Jerusalén ardía de peregrinos llegados de todos los rincones a celebrar la Pascua. Los soldados romanos vigilaban en la torre Antonia, listos para mantener el orden a toda costa. Ese día Jesús no quiso regresar a Betania a pasar la noche en la casa de sus amigos Lázaro, María y Marta, como acostumbraba cuando venía a Jerusalén. Quiso más bien despedirse de sus amigos con una cena especial. Aprovechó en ella para insistirles, con el lavatorio de los pies y la institución de la eucaristía, en la necesidad de servir a los demás y convertirse en alimento de vida para todos…
Después de la cena, Jesús se retiró a orar en el huerto de los olivos. Allí se sintió solo y una angustia sin orillas empezó a oprimirle el alma. La tristeza era tan profunda que parecía manarle como sangre. Intuía que muy pronto lo apresarían, tal vez esa misma noche. Le aterraba la idea de ser crucificado. Desde niño había oído hablar de este terrible suplicio, reservado para los rebeldes que osaban alzarse contra Roma. Ningún ciudadano romano, por grandes que fueran sus delitos y crímenes, podía ser sometido a esa muerte tan dolorosa y humillante. Cuando él tenía dos o tres años, el general Varo incendió Séforis, ciudad muy cercana a Nazaret, destruyó Emaús, tomó Jerusalén, esclavizó a numerosos judíos y crucificó a unos dos mil.

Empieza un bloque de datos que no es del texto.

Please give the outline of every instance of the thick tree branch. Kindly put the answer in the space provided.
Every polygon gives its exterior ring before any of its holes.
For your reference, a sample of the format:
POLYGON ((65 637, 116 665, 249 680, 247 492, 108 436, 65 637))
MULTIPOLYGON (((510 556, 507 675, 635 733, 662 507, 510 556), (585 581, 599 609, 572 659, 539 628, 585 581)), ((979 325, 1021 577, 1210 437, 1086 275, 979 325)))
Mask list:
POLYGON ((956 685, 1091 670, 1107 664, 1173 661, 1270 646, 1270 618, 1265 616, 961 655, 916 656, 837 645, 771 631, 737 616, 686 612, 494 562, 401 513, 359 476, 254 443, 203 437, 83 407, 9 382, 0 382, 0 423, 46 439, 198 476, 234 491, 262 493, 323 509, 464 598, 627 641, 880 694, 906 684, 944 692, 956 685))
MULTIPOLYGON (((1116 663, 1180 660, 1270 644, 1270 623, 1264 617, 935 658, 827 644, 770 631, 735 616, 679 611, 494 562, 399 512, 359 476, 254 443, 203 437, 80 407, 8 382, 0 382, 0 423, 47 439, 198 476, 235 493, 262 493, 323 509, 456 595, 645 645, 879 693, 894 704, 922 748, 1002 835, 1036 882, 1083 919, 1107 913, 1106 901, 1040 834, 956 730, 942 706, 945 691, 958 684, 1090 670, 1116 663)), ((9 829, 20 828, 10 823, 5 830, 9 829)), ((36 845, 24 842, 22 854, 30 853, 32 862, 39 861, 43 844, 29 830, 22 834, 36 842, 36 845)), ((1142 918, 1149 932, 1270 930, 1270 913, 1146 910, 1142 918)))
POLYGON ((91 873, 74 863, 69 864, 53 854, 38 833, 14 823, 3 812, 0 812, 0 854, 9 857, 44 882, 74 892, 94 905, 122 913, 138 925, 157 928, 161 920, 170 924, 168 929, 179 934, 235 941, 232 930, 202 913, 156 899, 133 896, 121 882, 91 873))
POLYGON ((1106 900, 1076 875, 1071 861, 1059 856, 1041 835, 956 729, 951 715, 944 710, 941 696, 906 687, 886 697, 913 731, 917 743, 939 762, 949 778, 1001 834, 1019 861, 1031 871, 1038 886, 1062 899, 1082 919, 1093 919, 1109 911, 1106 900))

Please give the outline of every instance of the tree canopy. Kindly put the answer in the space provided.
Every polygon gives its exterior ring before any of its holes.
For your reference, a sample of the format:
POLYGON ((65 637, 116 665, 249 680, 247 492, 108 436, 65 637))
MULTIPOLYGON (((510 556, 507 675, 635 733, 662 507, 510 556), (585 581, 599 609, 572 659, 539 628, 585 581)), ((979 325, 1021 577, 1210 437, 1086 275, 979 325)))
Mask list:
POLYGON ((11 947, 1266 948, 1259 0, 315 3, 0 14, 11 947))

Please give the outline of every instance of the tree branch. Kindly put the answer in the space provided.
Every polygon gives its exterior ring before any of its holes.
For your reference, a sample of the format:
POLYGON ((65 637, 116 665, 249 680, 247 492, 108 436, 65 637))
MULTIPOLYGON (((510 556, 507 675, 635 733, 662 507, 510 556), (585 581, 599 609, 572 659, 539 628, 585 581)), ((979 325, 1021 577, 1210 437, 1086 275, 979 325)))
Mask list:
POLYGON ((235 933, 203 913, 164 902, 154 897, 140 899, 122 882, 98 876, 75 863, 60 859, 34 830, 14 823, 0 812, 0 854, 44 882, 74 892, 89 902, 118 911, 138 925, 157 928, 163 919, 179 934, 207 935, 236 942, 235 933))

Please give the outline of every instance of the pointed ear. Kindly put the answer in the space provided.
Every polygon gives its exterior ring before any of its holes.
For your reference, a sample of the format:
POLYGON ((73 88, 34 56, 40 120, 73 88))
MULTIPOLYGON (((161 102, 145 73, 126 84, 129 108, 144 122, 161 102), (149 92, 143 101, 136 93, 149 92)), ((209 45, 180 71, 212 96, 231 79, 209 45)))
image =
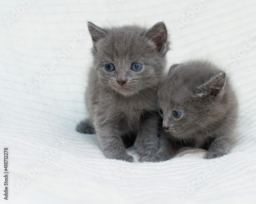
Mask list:
POLYGON ((221 95, 226 82, 226 73, 219 72, 207 82, 199 86, 196 94, 200 96, 207 96, 215 98, 221 95))
POLYGON ((158 52, 165 54, 168 51, 167 29, 163 22, 155 24, 145 33, 143 37, 150 39, 155 44, 158 52))
POLYGON ((88 21, 87 25, 91 36, 92 36, 93 45, 95 46, 97 41, 107 36, 106 31, 97 26, 92 22, 88 21))
POLYGON ((172 65, 170 66, 170 68, 169 69, 169 71, 168 72, 168 75, 170 75, 170 73, 172 73, 172 71, 173 71, 173 70, 175 67, 176 67, 177 66, 179 66, 179 65, 180 65, 180 64, 175 64, 172 65))

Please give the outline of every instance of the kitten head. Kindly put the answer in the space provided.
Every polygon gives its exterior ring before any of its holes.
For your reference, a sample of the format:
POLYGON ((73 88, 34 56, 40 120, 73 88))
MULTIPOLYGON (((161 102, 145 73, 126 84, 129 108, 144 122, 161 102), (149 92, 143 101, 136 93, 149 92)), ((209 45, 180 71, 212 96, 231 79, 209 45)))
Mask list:
POLYGON ((164 23, 146 30, 137 26, 102 29, 88 22, 88 28, 93 68, 100 85, 124 96, 157 87, 168 50, 164 23))
POLYGON ((173 65, 158 92, 163 128, 180 138, 213 132, 232 103, 229 89, 226 73, 210 62, 173 65))

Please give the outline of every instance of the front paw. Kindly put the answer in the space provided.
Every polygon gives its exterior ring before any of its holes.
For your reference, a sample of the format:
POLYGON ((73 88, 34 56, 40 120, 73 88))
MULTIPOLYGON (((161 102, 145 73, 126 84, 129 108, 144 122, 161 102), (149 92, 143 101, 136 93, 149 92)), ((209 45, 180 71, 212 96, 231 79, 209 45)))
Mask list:
POLYGON ((156 154, 159 148, 159 144, 158 144, 157 138, 155 141, 148 142, 136 141, 134 144, 134 146, 136 147, 138 153, 142 156, 156 154))
POLYGON ((76 131, 78 133, 83 134, 93 134, 95 133, 95 130, 92 122, 88 119, 82 120, 76 125, 76 131))
POLYGON ((170 159, 166 155, 148 155, 140 158, 140 162, 163 162, 170 159))
POLYGON ((219 157, 222 157, 223 155, 226 155, 227 153, 222 152, 214 152, 211 151, 207 151, 204 157, 205 159, 210 159, 218 158, 219 157))
POLYGON ((106 155, 105 154, 105 156, 108 159, 125 161, 128 162, 133 162, 134 161, 133 157, 127 153, 122 155, 106 155))

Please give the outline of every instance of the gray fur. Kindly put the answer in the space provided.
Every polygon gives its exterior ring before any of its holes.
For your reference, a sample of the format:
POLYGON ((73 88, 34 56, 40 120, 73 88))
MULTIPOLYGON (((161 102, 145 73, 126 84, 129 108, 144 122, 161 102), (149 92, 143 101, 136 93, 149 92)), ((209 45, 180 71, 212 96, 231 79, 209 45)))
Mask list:
POLYGON ((158 92, 163 110, 161 146, 141 161, 170 159, 184 146, 207 150, 206 159, 228 154, 238 113, 236 94, 226 73, 207 61, 189 61, 170 67, 158 92), (182 111, 179 118, 173 110, 182 111))
POLYGON ((129 138, 136 137, 134 145, 141 155, 156 153, 160 118, 157 93, 168 50, 165 26, 101 29, 88 22, 88 28, 94 60, 86 93, 90 117, 77 131, 96 132, 108 158, 132 162, 123 142, 129 138), (132 70, 133 63, 141 63, 142 69, 132 70), (108 63, 113 64, 115 70, 106 71, 108 63), (123 79, 127 81, 122 86, 118 81, 123 79))

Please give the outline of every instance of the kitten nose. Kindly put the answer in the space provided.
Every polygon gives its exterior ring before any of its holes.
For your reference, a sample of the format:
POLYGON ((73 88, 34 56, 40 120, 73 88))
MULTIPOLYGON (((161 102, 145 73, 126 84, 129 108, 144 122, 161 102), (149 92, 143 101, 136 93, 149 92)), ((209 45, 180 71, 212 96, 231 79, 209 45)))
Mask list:
POLYGON ((163 128, 164 130, 167 131, 168 130, 169 130, 169 126, 167 126, 167 125, 163 125, 163 128))
POLYGON ((117 80, 116 81, 121 86, 122 86, 127 81, 127 80, 123 79, 123 80, 117 80))

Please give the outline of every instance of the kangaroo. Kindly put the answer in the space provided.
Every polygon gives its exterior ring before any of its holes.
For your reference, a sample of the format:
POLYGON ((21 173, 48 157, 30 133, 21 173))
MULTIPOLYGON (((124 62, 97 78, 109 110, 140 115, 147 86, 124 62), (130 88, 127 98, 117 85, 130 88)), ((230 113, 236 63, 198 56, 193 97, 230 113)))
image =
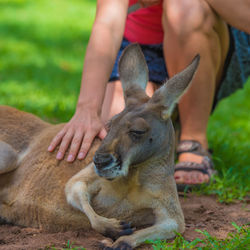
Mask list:
POLYGON ((115 239, 108 249, 182 233, 170 116, 198 64, 196 56, 150 98, 144 56, 130 45, 119 63, 126 107, 109 122, 105 139, 95 139, 87 157, 74 163, 47 152, 63 124, 1 106, 0 217, 53 232, 93 228, 115 239))

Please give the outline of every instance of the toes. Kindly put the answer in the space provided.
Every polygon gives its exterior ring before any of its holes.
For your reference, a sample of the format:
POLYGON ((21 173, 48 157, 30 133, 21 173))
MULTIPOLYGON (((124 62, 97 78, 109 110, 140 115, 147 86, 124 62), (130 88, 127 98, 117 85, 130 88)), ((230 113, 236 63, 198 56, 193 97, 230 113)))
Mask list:
POLYGON ((174 174, 177 184, 202 184, 209 182, 209 176, 199 171, 176 171, 174 174))
POLYGON ((104 248, 104 250, 132 250, 132 246, 129 245, 127 242, 125 241, 121 241, 118 244, 115 244, 116 246, 113 247, 106 247, 104 248))
POLYGON ((120 222, 120 225, 122 226, 122 229, 131 228, 131 222, 126 223, 125 221, 122 221, 122 222, 120 222))
POLYGON ((111 238, 112 240, 116 240, 120 236, 130 235, 135 231, 135 228, 131 228, 131 223, 120 222, 119 227, 113 227, 106 229, 104 236, 111 238))

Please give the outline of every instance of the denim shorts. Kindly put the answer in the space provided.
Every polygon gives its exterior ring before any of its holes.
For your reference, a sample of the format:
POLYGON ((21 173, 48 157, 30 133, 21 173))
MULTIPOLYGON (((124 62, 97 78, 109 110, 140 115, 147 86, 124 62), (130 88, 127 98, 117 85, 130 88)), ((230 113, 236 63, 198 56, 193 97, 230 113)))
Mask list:
MULTIPOLYGON (((224 73, 219 90, 216 93, 214 107, 223 98, 229 96, 239 88, 243 88, 250 76, 250 35, 229 27, 230 48, 226 58, 224 73)), ((122 51, 130 44, 125 38, 116 58, 110 81, 119 79, 118 62, 122 51)), ((149 81, 161 85, 168 79, 162 44, 141 45, 148 69, 149 81)))

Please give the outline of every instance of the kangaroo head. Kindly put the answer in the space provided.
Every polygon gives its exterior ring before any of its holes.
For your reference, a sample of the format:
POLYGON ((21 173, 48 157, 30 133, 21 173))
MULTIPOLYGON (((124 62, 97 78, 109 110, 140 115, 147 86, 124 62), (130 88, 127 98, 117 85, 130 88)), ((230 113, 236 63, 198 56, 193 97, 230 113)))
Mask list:
POLYGON ((190 85, 199 55, 179 74, 155 91, 145 93, 148 68, 139 45, 128 46, 119 62, 125 109, 108 124, 108 134, 94 156, 97 174, 106 179, 126 176, 130 167, 173 152, 170 120, 175 104, 190 85))

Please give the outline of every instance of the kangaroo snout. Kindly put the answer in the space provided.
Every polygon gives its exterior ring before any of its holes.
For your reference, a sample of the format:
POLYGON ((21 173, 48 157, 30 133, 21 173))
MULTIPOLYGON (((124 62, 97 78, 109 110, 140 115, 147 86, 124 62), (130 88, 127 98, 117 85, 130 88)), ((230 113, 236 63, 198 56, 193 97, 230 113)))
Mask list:
POLYGON ((95 153, 93 158, 95 171, 100 177, 114 179, 121 170, 121 160, 110 153, 95 153))
POLYGON ((96 153, 93 159, 97 168, 106 168, 116 161, 116 158, 109 153, 96 153))

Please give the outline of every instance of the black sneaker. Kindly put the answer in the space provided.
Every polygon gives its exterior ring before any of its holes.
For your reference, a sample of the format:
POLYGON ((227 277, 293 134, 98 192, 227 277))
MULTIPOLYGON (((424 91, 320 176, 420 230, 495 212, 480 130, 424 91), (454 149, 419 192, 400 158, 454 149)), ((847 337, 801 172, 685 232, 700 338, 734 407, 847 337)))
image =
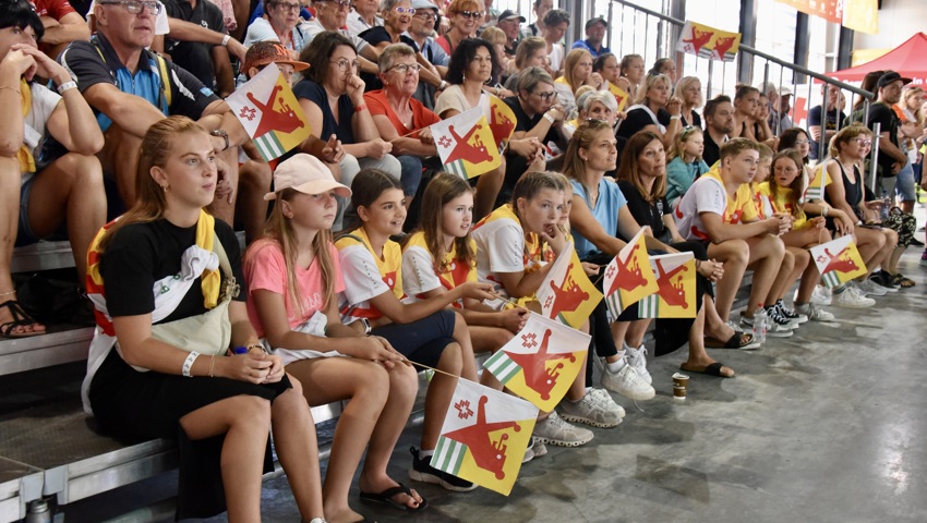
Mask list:
POLYGON ((431 457, 419 458, 419 449, 411 447, 409 451, 412 452, 412 467, 409 469, 409 477, 412 481, 433 483, 455 492, 469 492, 477 488, 477 485, 466 479, 431 466, 431 457))

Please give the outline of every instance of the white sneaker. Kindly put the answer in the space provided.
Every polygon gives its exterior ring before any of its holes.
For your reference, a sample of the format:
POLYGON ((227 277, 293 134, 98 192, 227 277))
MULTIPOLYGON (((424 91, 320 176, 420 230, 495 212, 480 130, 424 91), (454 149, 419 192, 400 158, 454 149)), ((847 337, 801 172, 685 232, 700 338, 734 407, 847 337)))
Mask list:
POLYGON ((645 381, 630 364, 625 364, 617 373, 605 369, 602 373, 602 387, 637 401, 649 400, 657 396, 653 387, 645 381))
POLYGON ((863 282, 854 281, 853 287, 855 287, 856 290, 859 291, 859 293, 864 296, 880 297, 889 293, 889 291, 887 291, 882 285, 877 285, 872 283, 871 280, 866 280, 863 282))
POLYGON ((589 393, 594 397, 598 397, 606 411, 614 412, 618 415, 618 417, 625 417, 625 409, 622 405, 615 403, 615 400, 612 399, 612 394, 610 394, 607 390, 592 388, 589 389, 589 393))
POLYGON ((647 372, 647 349, 643 345, 640 345, 638 349, 626 346, 625 361, 637 370, 637 375, 647 381, 647 385, 653 382, 653 378, 647 372))
MULTIPOLYGON (((815 285, 815 292, 811 293, 811 303, 828 306, 833 301, 832 294, 829 287, 815 285)), ((795 291, 795 295, 798 295, 797 290, 795 291)))
POLYGON ((593 427, 609 428, 622 423, 616 412, 605 409, 599 396, 587 392, 579 401, 564 400, 561 402, 561 417, 567 422, 585 423, 593 427))
POLYGON ((836 319, 833 314, 818 307, 814 303, 795 305, 795 312, 804 314, 811 321, 834 321, 836 319))
POLYGON ((847 285, 842 292, 833 293, 833 306, 844 308, 866 308, 876 304, 871 297, 866 297, 855 287, 847 285))
POLYGON ((542 443, 557 447, 579 447, 592 441, 592 430, 566 423, 556 411, 534 424, 533 436, 542 443))

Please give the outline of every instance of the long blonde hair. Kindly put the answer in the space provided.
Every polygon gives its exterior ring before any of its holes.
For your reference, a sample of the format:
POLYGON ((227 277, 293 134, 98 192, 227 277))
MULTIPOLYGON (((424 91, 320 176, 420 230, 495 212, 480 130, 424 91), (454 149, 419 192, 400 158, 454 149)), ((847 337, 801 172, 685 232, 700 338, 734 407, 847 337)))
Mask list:
POLYGON ((100 239, 97 247, 100 254, 123 227, 148 223, 164 217, 167 198, 165 190, 152 177, 152 169, 167 166, 173 145, 191 133, 208 134, 202 125, 186 117, 168 117, 148 127, 139 148, 139 163, 135 167, 135 204, 100 239))
MULTIPOLYGON (((425 246, 429 253, 434 257, 435 271, 447 272, 448 268, 444 265, 444 257, 447 253, 444 252, 444 242, 442 242, 442 215, 444 206, 452 199, 465 193, 473 193, 473 187, 464 181, 462 178, 440 172, 432 178, 422 194, 422 220, 419 229, 425 238, 425 246)), ((477 253, 470 248, 470 232, 464 238, 454 239, 457 259, 470 267, 477 259, 477 253)))
MULTIPOLYGON (((277 205, 270 211, 270 218, 267 220, 267 226, 264 228, 264 235, 277 242, 280 246, 280 252, 284 253, 284 263, 287 266, 287 288, 288 295, 284 300, 289 300, 293 309, 299 311, 300 315, 305 313, 302 301, 302 292, 300 291, 299 277, 297 275, 297 256, 299 255, 299 243, 297 242, 293 226, 290 218, 287 218, 282 211, 282 202, 288 202, 292 205, 293 196, 299 194, 298 191, 287 187, 277 193, 277 205)), ((332 231, 322 229, 312 240, 312 251, 315 255, 315 260, 318 263, 318 268, 322 272, 322 307, 321 311, 326 311, 335 297, 335 281, 338 275, 335 273, 335 260, 332 258, 332 231)))

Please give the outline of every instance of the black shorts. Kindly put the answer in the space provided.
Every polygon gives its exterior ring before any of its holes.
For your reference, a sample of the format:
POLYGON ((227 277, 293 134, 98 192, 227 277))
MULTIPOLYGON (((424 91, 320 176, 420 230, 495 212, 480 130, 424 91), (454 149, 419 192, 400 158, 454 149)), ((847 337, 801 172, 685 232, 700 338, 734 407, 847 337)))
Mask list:
POLYGON ((371 331, 386 339, 394 349, 414 363, 437 367, 444 349, 454 339, 453 311, 438 311, 411 324, 388 324, 371 331))

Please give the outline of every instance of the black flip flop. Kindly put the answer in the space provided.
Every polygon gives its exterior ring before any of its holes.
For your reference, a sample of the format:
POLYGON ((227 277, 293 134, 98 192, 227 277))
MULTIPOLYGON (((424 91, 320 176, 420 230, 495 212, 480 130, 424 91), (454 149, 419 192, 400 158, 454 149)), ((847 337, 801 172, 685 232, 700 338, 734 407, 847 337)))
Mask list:
POLYGON ((708 366, 699 369, 699 368, 696 368, 696 367, 686 368, 686 364, 683 363, 683 364, 679 365, 679 368, 687 372, 687 373, 706 374, 708 376, 715 376, 718 378, 733 378, 734 376, 736 376, 736 374, 732 374, 731 376, 724 376, 723 374, 721 374, 721 367, 724 367, 724 366, 725 365, 721 362, 714 362, 711 365, 708 365, 708 366))
MULTIPOLYGON (((419 506, 416 508, 409 507, 406 503, 400 503, 393 499, 393 496, 396 496, 397 494, 405 494, 406 496, 409 496, 410 498, 414 499, 414 497, 412 496, 412 490, 406 485, 402 485, 401 483, 398 486, 389 487, 380 494, 361 491, 360 498, 361 501, 389 504, 393 508, 405 510, 408 512, 418 512, 420 510, 426 509, 429 506, 429 502, 425 498, 422 498, 422 502, 419 503, 419 506)), ((419 497, 421 497, 421 495, 419 495, 419 497)))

La crucifixión siempre era un acto público, pensado para que sirviera de escarmiento. La agonía podía durar horas y hasta días. La asfixia oprimía sus pulmones, y para respirar, los crucificados debían levantarse sobre los clavos, tomar un poco de aire y volver a caer. Y así, hasta la muerte. Algunas veces, para adelantarla, les quebraban los huesos de las piernas para que no pudieran levantarse y se asfixiaran pronto. Previamente, solían ser flagelados y humillados a base de golpes, salivazos y todo tipo de afrentas, de acuerdo al sadismo de los verdugos.
La angustia en el huerto no doblegó su voluntad de llevar hasta el extremo su decisión de entregar la vida al establecimiento del Reino, una sociedad justa y fraternal. No huiría, sino que enfrentaría con valor la misión para la que había sido escogido. Se aferró a la oración aunque sintió como nunca la ausencia de ese Padre Bueno que permanecía callado. Él sabía, sin embargo, que en lo más profundo del silencio, el Padre lo abrazaba y lo acompañaba. De la oración salió fortalecido a enfrentar a los soldados del templo que, siguiendo las órdenes de Caifás, se acercaban a apresarlo. Los amigos huyeron, excepto Pedro, que le siguió de lejos y luego negó varias veces que lo conocía cuando le acusaron de ser uno de los seguidores de Jesús. Después Jesús enfrentaría con gran valor y dignidad amenazas y acusaciones falsas, los golpes, azotes, coronación de espinas y la penosa subida al calvario cargado con la cruz donde sería crucificado y moriría perdonando.
La muerte en cruz fue una consecuencia lógica del modo amoroso en que Jesús vivió su vida, fiel a su misión hasta el extremo. A Jesús no lo mató la voluntad del Padre, sino la maldad de los hombres. Lo mataron porque se atrevió a proponer un Dios distinto, cercano. Lo mataron porque propuso que la verdadera religión consistía en la misericordia y el servicio, y no en el cumplimiento minucioso de tradiciones, principios y normas. Lo mataron porque puso de cabeza todos los valores del mundo: en vez del poder, propuso el servicio; en vez del egoísmo, la solidaridad; en vez de la violencia, la mansedumbre; en vez de la venganza, el perdón; en vez del odio, el amor.